The service will offer live coverage of such thrilling events as Bundesbank and IMF meetings and screen them in little windows in the corner of dealers' screens. Reuters also hopes to offer instant analysis of the meetings by courtesy of City economists such as Ruth Lea, of Lehman Brothers.

Herein lies the problem. Should the economist's clients not come first? 'Of course they will,' says Ruth Lea, who has just returned from a two-week trip to South-east Asia that took in Bangkok, Singapore and Kuala Lumpur. 'There are bound to be occasions when Reuters is not first in the queue. But I think they know that.'

Depends on your definition of 'instant analysis', I suppose.

The British Standards Institute will have to make sure its offices are shipshape and Bristol fashion when its new chief executive arrives next week. He is Sir Neville Purvis, a former member of the Admiralty board and a veteran of many missions on nuclear submarines. Sir Neville was on, or rather in, HMS Dreadnought, Britain's first nuclear submarine. His new position might come as a culture shock. He will be based in the distinctly non-maritime environs of Milton Keynes.

The broker UBS is strenuously denying rumours that a ban has been slapped on ordering taxis at its offices on Liverpool Street. Word is that lazy staffers have been told to use the perfectly convenient taxi rank outside the office rather than waste money ordering them. 'Some department heads may have said something but there has been no diktat from the top,' UBS insists.

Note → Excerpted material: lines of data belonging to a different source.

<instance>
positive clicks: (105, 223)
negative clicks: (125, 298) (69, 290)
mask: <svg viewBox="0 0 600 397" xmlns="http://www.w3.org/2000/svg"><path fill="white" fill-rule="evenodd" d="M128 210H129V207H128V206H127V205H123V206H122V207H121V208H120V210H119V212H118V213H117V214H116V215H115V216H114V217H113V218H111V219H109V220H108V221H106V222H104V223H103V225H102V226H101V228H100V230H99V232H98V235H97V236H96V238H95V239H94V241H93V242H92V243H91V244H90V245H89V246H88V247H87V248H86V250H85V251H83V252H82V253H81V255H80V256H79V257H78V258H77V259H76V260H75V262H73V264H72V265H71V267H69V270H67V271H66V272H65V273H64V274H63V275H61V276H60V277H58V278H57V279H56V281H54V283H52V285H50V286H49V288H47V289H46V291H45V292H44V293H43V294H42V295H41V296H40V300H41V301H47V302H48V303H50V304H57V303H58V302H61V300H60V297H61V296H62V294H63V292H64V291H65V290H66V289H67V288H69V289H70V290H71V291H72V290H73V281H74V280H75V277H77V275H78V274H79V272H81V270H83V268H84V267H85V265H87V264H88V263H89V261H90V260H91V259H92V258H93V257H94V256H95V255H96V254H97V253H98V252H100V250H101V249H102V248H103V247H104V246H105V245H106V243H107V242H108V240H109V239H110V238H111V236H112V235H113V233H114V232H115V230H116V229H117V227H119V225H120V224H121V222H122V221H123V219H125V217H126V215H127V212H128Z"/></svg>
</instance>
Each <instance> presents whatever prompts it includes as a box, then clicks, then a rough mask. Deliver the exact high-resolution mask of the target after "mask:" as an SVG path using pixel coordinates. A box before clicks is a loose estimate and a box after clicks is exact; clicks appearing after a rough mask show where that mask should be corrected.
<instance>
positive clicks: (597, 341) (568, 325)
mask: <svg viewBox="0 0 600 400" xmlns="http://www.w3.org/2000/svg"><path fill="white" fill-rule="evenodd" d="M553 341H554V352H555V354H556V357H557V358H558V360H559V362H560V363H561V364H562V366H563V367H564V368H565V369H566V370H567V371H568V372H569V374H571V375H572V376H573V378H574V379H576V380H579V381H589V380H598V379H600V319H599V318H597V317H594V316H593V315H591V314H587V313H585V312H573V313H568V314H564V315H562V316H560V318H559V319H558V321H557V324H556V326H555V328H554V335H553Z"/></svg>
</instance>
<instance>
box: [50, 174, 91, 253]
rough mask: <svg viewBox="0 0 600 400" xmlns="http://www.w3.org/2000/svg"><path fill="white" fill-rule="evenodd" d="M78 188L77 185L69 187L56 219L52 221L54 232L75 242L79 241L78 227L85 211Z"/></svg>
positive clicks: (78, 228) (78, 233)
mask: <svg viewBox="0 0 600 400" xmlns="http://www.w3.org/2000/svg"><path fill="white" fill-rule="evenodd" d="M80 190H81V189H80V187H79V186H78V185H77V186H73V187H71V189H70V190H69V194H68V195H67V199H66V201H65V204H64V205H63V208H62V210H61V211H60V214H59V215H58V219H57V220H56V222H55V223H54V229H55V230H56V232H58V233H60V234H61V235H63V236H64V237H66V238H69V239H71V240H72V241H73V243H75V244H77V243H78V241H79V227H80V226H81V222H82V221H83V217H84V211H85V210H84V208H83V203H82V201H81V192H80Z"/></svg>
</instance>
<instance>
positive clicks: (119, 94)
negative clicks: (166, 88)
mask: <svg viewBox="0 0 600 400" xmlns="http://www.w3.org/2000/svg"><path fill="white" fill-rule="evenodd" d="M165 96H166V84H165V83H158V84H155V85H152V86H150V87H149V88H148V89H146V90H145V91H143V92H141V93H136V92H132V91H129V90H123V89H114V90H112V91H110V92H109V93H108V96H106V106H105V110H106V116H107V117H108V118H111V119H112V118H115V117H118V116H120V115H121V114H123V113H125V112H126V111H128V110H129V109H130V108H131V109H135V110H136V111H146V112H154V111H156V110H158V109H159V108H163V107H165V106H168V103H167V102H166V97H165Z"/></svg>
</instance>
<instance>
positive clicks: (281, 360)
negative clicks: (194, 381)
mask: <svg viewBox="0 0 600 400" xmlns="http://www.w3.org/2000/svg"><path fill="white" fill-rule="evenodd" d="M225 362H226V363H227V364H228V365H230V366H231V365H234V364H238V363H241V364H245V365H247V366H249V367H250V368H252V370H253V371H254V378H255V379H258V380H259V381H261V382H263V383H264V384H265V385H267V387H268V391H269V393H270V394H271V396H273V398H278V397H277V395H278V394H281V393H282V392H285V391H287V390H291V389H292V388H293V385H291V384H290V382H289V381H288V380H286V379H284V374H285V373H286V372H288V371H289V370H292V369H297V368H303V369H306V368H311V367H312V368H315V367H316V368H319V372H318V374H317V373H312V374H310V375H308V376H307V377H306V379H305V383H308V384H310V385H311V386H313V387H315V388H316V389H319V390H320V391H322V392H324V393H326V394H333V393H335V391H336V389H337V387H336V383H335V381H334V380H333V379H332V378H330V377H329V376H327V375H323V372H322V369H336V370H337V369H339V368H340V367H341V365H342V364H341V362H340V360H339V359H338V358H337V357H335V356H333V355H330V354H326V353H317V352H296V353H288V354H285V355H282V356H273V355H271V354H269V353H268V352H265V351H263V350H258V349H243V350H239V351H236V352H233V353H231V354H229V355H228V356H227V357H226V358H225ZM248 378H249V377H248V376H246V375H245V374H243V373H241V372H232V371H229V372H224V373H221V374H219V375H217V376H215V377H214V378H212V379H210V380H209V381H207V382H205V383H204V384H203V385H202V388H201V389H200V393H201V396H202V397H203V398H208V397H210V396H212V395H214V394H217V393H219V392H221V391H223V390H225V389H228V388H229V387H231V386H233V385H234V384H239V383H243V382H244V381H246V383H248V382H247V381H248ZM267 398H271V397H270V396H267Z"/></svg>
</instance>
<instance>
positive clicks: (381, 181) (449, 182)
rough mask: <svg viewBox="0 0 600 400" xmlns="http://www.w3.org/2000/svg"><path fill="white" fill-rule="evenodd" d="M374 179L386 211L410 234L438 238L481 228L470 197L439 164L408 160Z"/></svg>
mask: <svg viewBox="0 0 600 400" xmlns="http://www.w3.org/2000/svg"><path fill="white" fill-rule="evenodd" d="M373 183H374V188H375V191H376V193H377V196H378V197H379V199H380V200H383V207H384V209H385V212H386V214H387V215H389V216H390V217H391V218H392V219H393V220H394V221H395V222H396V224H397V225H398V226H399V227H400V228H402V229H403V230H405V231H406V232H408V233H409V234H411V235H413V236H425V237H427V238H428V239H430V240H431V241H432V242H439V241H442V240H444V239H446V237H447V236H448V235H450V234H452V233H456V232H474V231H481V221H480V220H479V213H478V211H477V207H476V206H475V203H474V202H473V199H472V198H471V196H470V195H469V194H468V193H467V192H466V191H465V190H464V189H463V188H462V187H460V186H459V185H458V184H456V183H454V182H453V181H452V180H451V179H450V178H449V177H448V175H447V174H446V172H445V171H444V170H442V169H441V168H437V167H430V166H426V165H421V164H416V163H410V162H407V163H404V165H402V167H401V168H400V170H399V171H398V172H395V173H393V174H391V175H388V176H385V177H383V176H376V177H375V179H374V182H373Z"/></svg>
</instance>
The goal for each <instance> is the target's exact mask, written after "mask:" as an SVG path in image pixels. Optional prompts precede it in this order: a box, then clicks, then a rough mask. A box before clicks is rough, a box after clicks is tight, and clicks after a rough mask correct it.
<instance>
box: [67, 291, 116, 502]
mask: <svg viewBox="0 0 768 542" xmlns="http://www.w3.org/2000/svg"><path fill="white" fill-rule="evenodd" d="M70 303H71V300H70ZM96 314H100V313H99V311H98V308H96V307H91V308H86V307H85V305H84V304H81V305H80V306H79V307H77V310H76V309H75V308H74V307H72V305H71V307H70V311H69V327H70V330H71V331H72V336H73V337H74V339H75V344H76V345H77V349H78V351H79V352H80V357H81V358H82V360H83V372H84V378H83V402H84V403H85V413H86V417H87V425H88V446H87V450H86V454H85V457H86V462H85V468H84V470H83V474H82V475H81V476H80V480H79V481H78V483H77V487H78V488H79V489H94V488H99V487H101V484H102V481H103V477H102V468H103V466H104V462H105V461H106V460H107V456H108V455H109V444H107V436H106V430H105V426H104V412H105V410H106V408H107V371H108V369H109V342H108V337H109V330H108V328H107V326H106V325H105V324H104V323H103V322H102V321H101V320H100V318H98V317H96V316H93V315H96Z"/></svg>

Following its absorption of Midland Bank, Hongkong and Shanghai Banking Corporation continues to extend its influence over its empire. Greenwell Montagu Gilt Edged, one of the best- known gilt dealers in the City, and part of the old Midland Montagu group, is to change its name.

From the beginning of May it will style itself simply as HSBC Greenwell. 'It is part of a process of streamlining the public face of our global markets businesses,' says an HSBC man.

Hammerson, the property company that has been cutting costs aplenty recently, knows how to spend lavishly when it has a mind to. Its annual report published yesterday reveals that the ousted chairman Sydney Mason managed to earn more after he bowed out than he did when he held the reins.

In the first six months of last year he earned pounds 134,000. After June, when he stepped down as chairman to take up a non-executive post, he banked pounds 191,000. Nice work if you can get it.